Testing for Food Allergies

Testing for Food AllergiesExperts claim that tests conducted for diagnosing a person with a specific food allergy are accurate and easy to detect because tests are usually very effective in detecting one. However some researchers are of the opinion that these tests can yield unscrupulous results at times and are not very specific to a particular food allergen. So in some cases even when a person is not affected by a particular food allergy the tests confirm positive for that food allergy.

Researchers therefore counsel persons who might be suspecting a food allergy to confirm it by conducting tests at a reliable laboratory. They further assert that a person is liable to be allergic to one or two foods but not more than that. So it becomes easier to reach affirmative conclusions when an allergy tests are carried out.
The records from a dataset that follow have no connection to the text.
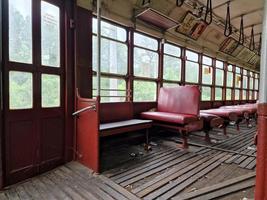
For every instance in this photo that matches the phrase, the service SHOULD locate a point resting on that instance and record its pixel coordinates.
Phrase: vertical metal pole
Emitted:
(98, 65)
(261, 170)
(263, 65)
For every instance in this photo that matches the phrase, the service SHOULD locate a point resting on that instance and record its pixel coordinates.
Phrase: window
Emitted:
(250, 95)
(255, 95)
(191, 72)
(238, 81)
(219, 78)
(228, 94)
(50, 34)
(114, 62)
(145, 63)
(244, 95)
(20, 31)
(229, 82)
(172, 50)
(256, 87)
(20, 90)
(191, 56)
(145, 42)
(171, 63)
(237, 94)
(114, 56)
(145, 90)
(206, 60)
(112, 89)
(206, 94)
(245, 82)
(110, 31)
(237, 77)
(50, 90)
(251, 86)
(145, 58)
(170, 84)
(207, 74)
(218, 94)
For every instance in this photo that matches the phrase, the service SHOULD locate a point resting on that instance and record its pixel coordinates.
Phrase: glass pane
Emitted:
(229, 82)
(145, 91)
(112, 89)
(251, 83)
(50, 91)
(207, 60)
(228, 94)
(255, 95)
(20, 90)
(219, 77)
(110, 30)
(256, 84)
(146, 42)
(191, 56)
(250, 95)
(191, 72)
(170, 84)
(219, 64)
(207, 74)
(218, 93)
(237, 80)
(230, 68)
(114, 56)
(244, 95)
(20, 31)
(172, 50)
(171, 68)
(50, 26)
(245, 82)
(237, 94)
(206, 94)
(145, 63)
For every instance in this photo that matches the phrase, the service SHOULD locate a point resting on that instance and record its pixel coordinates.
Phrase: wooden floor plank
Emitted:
(213, 188)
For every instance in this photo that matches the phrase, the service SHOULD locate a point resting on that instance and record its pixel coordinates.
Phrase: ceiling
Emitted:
(251, 10)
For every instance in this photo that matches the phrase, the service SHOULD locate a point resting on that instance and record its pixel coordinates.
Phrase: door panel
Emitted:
(34, 79)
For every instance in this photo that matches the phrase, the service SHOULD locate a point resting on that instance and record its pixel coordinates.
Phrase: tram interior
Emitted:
(132, 99)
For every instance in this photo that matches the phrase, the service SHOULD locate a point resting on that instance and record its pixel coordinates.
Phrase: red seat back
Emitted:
(180, 99)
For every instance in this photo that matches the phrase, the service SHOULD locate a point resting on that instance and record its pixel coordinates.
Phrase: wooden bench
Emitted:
(177, 109)
(117, 118)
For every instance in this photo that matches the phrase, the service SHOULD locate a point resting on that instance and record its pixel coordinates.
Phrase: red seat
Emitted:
(178, 109)
(170, 117)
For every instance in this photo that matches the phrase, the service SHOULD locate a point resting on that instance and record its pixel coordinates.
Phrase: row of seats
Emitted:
(178, 109)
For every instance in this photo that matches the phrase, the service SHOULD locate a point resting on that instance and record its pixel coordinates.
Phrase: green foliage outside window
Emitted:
(20, 90)
(114, 56)
(228, 94)
(171, 68)
(145, 91)
(112, 89)
(219, 77)
(20, 31)
(218, 94)
(229, 82)
(145, 63)
(206, 93)
(191, 72)
(50, 90)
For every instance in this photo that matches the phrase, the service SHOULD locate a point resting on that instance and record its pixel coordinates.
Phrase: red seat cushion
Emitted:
(170, 117)
(180, 99)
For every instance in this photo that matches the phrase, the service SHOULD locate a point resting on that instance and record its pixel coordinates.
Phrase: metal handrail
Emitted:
(93, 107)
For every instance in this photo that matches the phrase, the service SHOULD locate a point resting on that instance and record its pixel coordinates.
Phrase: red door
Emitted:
(34, 98)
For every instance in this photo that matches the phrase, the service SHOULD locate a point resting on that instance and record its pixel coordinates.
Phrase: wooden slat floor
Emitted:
(223, 170)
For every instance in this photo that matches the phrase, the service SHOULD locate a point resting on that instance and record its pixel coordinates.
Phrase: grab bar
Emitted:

Testing for food allergies:

The common tests conducted for identifying the degree and extent of sensitivity of a person to a particular food allergen or protein includes the following:

  • A skin prick test or a scratch test: This test is conducted by an allergist to detect the number of allergens at one time. An incomplete result can be followed by more sensitive tests to identify an allergic reaction to a food or foods.
  • RAST test: This test is also called radioallergosorbent test which is a blood test that tries to identify the IgE antibodies that maybe fighting against a particular food allergen. This test is conducted when skin prick test can be very helpful in identifying a food allergy like a severe eczema.
  • Elimination diet: When skin prick test becomes problematic in identifying a particular food allergen the allergist can suggest an elimination diet which can be tiresome but proves very effective when the skin is not reacting to any allergy tests. It also helps in identifying a food intolerance symptom which does not get revealed through allergy tests.
  • Oral food challenge or Double-blind placebo-controlled food challenge: This test is risky and always conducted with the close supervision of an allergist. It requires the patient to gulp down suspected allergens while the allergist waits for hours to confirm an allergic reaction to that particular food allergen. In this case, both the patient and the allergist are unaware of the consequences or likelihood of an allergic reaction to a particular food allergen. This test is often conducted for identifying whether a child has outgrown a food allergy or not.
  • Food log: Maintaining a diary or journal is also effective in identifying food allergies, food intolerances and sensitivities to a food allergen.

Experts highlight the need to completely avoid the food one maybe allergic to and offer it as the best sought solution for treating an allergic reaction to foods. These tests whether accurate or faulty, are considered to be imperative while detecting a food allergy. So comply with them if you suspect an allergy.